We all marvel at the technological advances in materials and techniques that allow doctors to perform quadruple bypass surgeries and angioplasties without marveling that recent studies indicate that coronary bypass surgery will extend life expectancy in only about three percent of cases. For angioplasty that figure sinks to zero percent. Those numbers might be close to what you could expect from a witch doctor, one difference being that witch doctors don't submit bills in the tens of thousands of dollars.
It would be one thing if any of these unproven conventional medical treatments were cheap , but they are not. Angioplasty and coronary artery bypass grafting (CABG) alone cost $100 billion annually. As quoted by President Obama in his drive to bring down medical costs, $700 billion is spent annually on unnecessary tests and procedures in America. As part of this excess, it is estimated that 2.5 million unnecessary surgeries are performed each year.
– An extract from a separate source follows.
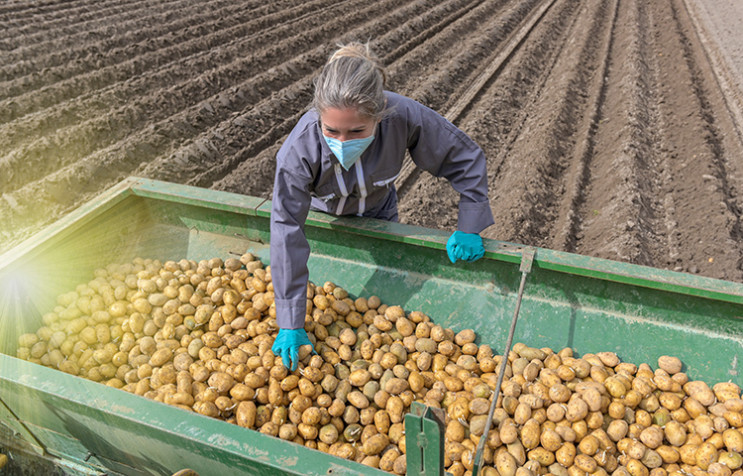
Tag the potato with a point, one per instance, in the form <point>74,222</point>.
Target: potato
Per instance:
<point>375,444</point>
<point>505,463</point>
Then there is the myth that this vast expenditure results in excellent health care, usually touted as the best in the world (most recently by Rush Limbaugh as he emerged from a hospital in Hawaii after suffering chest pain). But this myth has been completely undermined. In 2000 Dr. Barbara Starfield, writing in the Journal of the American Medical Association, estimated that between 230,000 and 284,000 deaths occur each year in the US due to iatrogenic causes, or physician error, making this number three in the leading causes of death for all Americans.
In 2005 the Centers for Disease Control and Prevention reported that out of the 2.4 billion prescriptions written by doctors annually, 118 million were for antidepressants. It is the number one prescribed medication, whose use has doubled in the last ten years. You would think, therefore, that a remarkable endorsement is being offered for the efficacy of antidepressants. The theory behind standard antidepression medication is that the disease is caused by low levels of key brain chemicals like serotonin, dopamine, and norepinephrine, and thus by manipulating those imbalanced neurotransmitters, a patient's depression will be reversed or at least alleviated.
This turns out to be another myth. Prof. Eva Redei of Northwestern University, a leading depression researcher, has discovered that depressed individuals have no depletion of the genes that produce these key neurotransmitters compared to people who are not depressed. This would help explain why an estimated 50 percent of patients don't respond to antidepressants, and why Dr. Irving Kirsch's meta-analysis of antidepressants in England showed no significant difference in effectiveness between them and placebos.
You have a right to be shocked by these findings and by the overall picture of a system that benefits far fewer patients than it claims. The sad fact is that a disturbing percentage of the medicine we subject ourselves to isn't based on hard science, and another percentage is risky or outright harmful. Obviously, every patient deserves medical care that is evidence-based, not just based on an illusory reputation that is promoted in contrast to alternative medicine.
We are not suggesting that Americans adopt any and all alternative practices simply because they are alternative. These, too, must demonstrate their effectiveness through objective testing. But alternative modalities should not be dismissed out of hand in favor of expensive and unnecessary procedures that have been shown to benefit no one absolutely except corporate stockholders.